I lost my dad about 18months ago. I'm 45 and he was my biggest supporter and hero all my life. He had an extended illness so it was no shock that he died but yet it was. I find that nothing seems to compare in intensity to losing my Dad. Other things just don't seem as significant although they are important events.

I think you should be proud that you are a survivor and that people look to you for strength. Loss is a part of life. My dad always told me that when you lose someone you love there is only one thing to do. Get up in the morning and live your life the way you're supposed to because that is the only thing you can do.
 
Brenda,

Your Dad was very special person.

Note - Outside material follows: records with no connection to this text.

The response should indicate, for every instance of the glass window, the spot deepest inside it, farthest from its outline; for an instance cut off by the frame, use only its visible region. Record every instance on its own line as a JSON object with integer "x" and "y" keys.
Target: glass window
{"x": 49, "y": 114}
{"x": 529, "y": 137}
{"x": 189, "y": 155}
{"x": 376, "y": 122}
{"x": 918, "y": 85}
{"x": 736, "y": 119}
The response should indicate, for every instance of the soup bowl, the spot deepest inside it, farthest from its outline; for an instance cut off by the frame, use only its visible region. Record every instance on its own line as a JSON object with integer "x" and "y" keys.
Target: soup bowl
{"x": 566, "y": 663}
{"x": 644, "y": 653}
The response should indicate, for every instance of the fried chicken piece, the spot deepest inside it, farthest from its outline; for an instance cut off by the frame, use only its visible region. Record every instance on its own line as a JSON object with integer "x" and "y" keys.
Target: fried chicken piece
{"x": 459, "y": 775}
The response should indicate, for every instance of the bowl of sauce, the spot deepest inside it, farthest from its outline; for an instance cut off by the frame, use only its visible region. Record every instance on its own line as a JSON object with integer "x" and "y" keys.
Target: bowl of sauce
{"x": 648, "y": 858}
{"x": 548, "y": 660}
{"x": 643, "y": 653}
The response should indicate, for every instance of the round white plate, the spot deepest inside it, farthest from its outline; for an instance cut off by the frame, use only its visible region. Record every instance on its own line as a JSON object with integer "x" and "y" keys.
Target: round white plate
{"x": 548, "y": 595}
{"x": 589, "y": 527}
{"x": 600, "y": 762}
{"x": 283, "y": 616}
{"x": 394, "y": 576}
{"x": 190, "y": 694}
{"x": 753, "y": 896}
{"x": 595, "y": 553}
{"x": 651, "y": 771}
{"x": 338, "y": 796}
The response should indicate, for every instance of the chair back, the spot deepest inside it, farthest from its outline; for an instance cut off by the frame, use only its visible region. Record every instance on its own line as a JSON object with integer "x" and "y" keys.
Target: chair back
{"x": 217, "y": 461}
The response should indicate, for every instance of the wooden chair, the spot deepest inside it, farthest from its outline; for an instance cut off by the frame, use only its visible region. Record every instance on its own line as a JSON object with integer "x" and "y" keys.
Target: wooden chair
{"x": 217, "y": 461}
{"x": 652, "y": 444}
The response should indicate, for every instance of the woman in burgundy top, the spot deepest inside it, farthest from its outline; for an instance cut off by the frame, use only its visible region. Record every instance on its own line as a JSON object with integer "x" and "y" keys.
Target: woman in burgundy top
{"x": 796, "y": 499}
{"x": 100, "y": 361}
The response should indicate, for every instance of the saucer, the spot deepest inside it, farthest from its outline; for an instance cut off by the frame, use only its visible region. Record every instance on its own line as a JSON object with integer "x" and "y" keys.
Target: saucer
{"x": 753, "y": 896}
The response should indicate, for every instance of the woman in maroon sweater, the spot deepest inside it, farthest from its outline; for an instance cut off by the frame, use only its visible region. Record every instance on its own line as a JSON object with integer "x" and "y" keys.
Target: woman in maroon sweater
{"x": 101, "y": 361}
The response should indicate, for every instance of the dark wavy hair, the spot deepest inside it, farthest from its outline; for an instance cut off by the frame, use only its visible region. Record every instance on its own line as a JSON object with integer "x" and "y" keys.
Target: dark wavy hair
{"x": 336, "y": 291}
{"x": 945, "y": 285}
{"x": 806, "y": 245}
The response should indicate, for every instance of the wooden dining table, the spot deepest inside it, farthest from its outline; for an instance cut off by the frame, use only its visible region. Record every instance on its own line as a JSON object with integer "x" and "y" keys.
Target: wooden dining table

I can tell just by how he advised you to deal with death.

I'm sorry for your loss.
 
I think the hardest death for me thus far was my grandmother when I was in grade 3.I grew up in a very religious home and I can remember only being 8 and praying that my grandmother would make it.
Since then I don't think anything as hit me as hard or I don't even know if I have come to terms with "death". All my immediate family are still alive and I don't think I will deal with their deaths very easily when the time comes...and who knows, I may be the first to go.
In the past years I have a had bestfriend die of cancer at age 21 and my grandfather die at age 99.With both deaths, I mourned them but when the funeral was over, I was done. I got up, wiped the tears away and I know for a fact that I didn't deal with my bestfriend dying like I should have.I soon moved on and I didn't think about her much after. I think it was just to hard.And when I see her family its hard b/c I remind them so much of her.And when I talk to them they just wnat to talk about her.She was so full of life and so afraid of death.She would call me night after to night to come over.I was only 15 at the time and I spent numerous nights with her while she sobbed.
I never did get to say good bye to her b/c Iwas out of town when she died.That was over 10 yrs ago now.
I think death definitly changes us and we all deal with it differently, no doubt about it.
Lori:)
 
Wow, you have all suffered so many losses. I am so sorry for all of them! I have been lucky and really haven't had anyone that close to me die......yet.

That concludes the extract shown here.